Rajanna, who joined the company in April this year, is in the midst of implementing his 2020 vision, which involves tripling the retail unit’s topline to Rs1,000 crore from Rs300 crore in FY2016.
The company has unveiled a new look to be showcased across its consumer touch points, starting with product packaging and extending to store signage as well as its website in keeping with its aim of appealing to the millennial crowd (people who reached adulthood around 2000).
“By December the changeover will be complete across India,” said Rajanna.
The company is also moving towards launching three to four new products every year.
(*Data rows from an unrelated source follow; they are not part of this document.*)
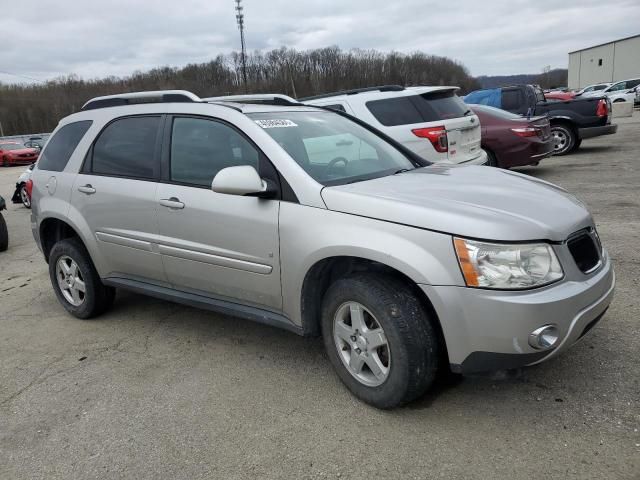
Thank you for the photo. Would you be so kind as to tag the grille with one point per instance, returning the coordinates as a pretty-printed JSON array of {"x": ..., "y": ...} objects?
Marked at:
[{"x": 584, "y": 250}]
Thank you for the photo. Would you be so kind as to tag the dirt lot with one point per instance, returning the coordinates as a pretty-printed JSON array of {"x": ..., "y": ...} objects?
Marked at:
[{"x": 157, "y": 390}]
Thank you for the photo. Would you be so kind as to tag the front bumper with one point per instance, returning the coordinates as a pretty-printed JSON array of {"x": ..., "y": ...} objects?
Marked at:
[
  {"x": 488, "y": 329},
  {"x": 591, "y": 132}
]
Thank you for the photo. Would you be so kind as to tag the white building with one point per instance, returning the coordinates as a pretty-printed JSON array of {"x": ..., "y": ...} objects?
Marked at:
[{"x": 608, "y": 62}]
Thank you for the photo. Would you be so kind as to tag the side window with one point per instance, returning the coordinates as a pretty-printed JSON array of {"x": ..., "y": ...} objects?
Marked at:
[
  {"x": 511, "y": 99},
  {"x": 200, "y": 148},
  {"x": 126, "y": 148},
  {"x": 394, "y": 111},
  {"x": 62, "y": 146}
]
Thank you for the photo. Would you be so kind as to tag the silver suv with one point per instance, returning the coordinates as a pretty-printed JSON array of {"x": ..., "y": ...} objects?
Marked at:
[{"x": 308, "y": 220}]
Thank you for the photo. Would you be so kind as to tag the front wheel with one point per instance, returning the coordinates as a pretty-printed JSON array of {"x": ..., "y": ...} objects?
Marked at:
[
  {"x": 4, "y": 235},
  {"x": 379, "y": 339},
  {"x": 24, "y": 196},
  {"x": 563, "y": 138}
]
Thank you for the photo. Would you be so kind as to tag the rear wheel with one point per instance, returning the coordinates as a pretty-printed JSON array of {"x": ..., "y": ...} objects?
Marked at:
[
  {"x": 379, "y": 339},
  {"x": 76, "y": 281},
  {"x": 24, "y": 196},
  {"x": 4, "y": 235},
  {"x": 563, "y": 138}
]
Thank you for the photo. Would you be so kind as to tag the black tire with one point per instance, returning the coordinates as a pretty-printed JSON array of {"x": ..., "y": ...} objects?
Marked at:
[
  {"x": 24, "y": 197},
  {"x": 492, "y": 161},
  {"x": 98, "y": 297},
  {"x": 4, "y": 235},
  {"x": 412, "y": 340},
  {"x": 577, "y": 144},
  {"x": 565, "y": 138}
]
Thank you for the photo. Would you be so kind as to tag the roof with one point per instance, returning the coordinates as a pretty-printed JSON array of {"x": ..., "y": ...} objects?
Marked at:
[{"x": 605, "y": 43}]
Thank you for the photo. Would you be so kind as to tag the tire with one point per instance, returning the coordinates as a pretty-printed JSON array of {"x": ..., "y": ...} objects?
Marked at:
[
  {"x": 492, "y": 161},
  {"x": 4, "y": 235},
  {"x": 407, "y": 364},
  {"x": 24, "y": 197},
  {"x": 564, "y": 138},
  {"x": 96, "y": 299}
]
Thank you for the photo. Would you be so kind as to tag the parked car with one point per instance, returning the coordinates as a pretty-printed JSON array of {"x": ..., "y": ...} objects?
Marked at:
[
  {"x": 35, "y": 142},
  {"x": 624, "y": 96},
  {"x": 571, "y": 120},
  {"x": 4, "y": 234},
  {"x": 22, "y": 193},
  {"x": 592, "y": 88},
  {"x": 558, "y": 95},
  {"x": 401, "y": 265},
  {"x": 431, "y": 121},
  {"x": 511, "y": 140},
  {"x": 617, "y": 87},
  {"x": 14, "y": 153}
]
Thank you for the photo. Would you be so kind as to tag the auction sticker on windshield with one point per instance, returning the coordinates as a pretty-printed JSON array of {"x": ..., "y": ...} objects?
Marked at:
[{"x": 276, "y": 123}]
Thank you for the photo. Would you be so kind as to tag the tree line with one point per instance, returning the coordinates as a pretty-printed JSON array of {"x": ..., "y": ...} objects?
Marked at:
[{"x": 35, "y": 108}]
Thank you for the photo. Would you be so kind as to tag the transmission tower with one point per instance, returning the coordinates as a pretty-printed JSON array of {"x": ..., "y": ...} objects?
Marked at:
[{"x": 243, "y": 52}]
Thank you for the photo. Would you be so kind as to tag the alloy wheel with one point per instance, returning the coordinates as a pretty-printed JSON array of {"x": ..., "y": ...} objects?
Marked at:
[
  {"x": 362, "y": 344},
  {"x": 70, "y": 281}
]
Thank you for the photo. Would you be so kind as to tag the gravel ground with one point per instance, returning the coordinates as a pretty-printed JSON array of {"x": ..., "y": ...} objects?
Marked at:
[{"x": 157, "y": 390}]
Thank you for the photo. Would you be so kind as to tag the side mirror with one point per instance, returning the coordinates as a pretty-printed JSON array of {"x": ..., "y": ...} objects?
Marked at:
[{"x": 242, "y": 180}]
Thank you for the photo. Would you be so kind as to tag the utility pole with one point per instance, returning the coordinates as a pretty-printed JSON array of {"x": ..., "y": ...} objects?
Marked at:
[{"x": 243, "y": 53}]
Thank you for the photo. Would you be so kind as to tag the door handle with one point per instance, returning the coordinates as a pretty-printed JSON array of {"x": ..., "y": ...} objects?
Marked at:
[
  {"x": 172, "y": 202},
  {"x": 88, "y": 189}
]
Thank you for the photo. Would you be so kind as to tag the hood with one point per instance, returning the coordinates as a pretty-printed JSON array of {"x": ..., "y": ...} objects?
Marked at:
[{"x": 470, "y": 201}]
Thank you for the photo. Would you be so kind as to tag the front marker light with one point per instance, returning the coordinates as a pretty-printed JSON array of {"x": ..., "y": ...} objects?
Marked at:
[{"x": 507, "y": 266}]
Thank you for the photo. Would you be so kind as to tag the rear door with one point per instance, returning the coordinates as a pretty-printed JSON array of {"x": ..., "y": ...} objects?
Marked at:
[
  {"x": 116, "y": 195},
  {"x": 223, "y": 245}
]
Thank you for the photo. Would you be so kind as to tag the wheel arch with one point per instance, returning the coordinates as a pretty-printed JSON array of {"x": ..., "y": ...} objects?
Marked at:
[{"x": 327, "y": 270}]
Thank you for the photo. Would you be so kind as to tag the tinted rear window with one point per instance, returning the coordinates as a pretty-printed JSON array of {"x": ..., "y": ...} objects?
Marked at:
[
  {"x": 427, "y": 107},
  {"x": 126, "y": 148},
  {"x": 62, "y": 145}
]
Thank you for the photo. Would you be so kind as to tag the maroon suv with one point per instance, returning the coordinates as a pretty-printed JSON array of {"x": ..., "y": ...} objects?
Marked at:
[{"x": 511, "y": 140}]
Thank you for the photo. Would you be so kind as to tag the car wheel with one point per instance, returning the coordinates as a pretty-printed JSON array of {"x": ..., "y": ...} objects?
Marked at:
[
  {"x": 4, "y": 235},
  {"x": 492, "y": 161},
  {"x": 563, "y": 139},
  {"x": 380, "y": 339},
  {"x": 24, "y": 196},
  {"x": 76, "y": 281}
]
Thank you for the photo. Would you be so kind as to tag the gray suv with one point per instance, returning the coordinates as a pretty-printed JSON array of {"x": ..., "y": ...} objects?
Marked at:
[{"x": 310, "y": 220}]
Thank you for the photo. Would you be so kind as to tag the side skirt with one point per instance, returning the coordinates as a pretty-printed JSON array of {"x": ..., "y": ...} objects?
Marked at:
[{"x": 254, "y": 314}]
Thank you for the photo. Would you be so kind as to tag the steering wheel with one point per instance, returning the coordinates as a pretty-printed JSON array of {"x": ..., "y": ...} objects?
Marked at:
[{"x": 335, "y": 161}]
The go-to-market will see the company double its retail reach to 10,000 outlets across India by 2020. These are multi-brand outlets. Bombay Dyeing’s exclusive stores run by franchises will also increase to 500 from 200 in the same period. Its 30 company-owned outlets will turn into experience centres, Rajanna said.
During the last year, Bombay Dyeing took on board senior executives from companies such as Wal-Mart Stores Inc.’s Indian unit, Future Group and Samsung Electronics Co. Ltd.
Marketing head Micheal Nadar joined the firm in April from Samsung, Ganesh Ramakrishnan, head of finance, joined in August from Bharti Airtel Ltd and Alok Singh, head of products, joined in December from Wal-Mart.
“We are bringing in fresh talent as it is no longer about a manufacture capability but about in-store, retail and merchandising capabilities,” said Rajanna, adding that the company has also doubled its sales fleet in the last nine months.
To be sure, the changes have been in the making for the last 2-3 years. For the company that used to manufacture everything in-house, the first area of focus was getting its vendors and the quality control standards in place. “The work has been happening for the last 8-12 quarters. However, in the last four quarters we have moved to a completely outsourced manufacturing model,” said Rajanna.
The company has allocated more than Rs100 crore to support the revamp of the brand and communicate the changes to its consumers over the next four years. It is also figuring out the investment model for revamping its franchise stores, Rajanna said.
Some analysts are skeptical. The investment is too small, they say, while acknowledging that the strategy sounds good. “Building a national brand is an expensive proposition and requires a lot more investment,” said Arvind Singhal, managing director, Technopak Advisors Pvt. Ltd, a Delhi-based retail consultancy.
Also, the company’s past continues to haunt it. “They have spoken about it in the past and also made sporadic efforts. They are not putting in sufficient money in making the changes sustainable,” said Harminder Sahni, managing director at consulting firm Wazir Advisors.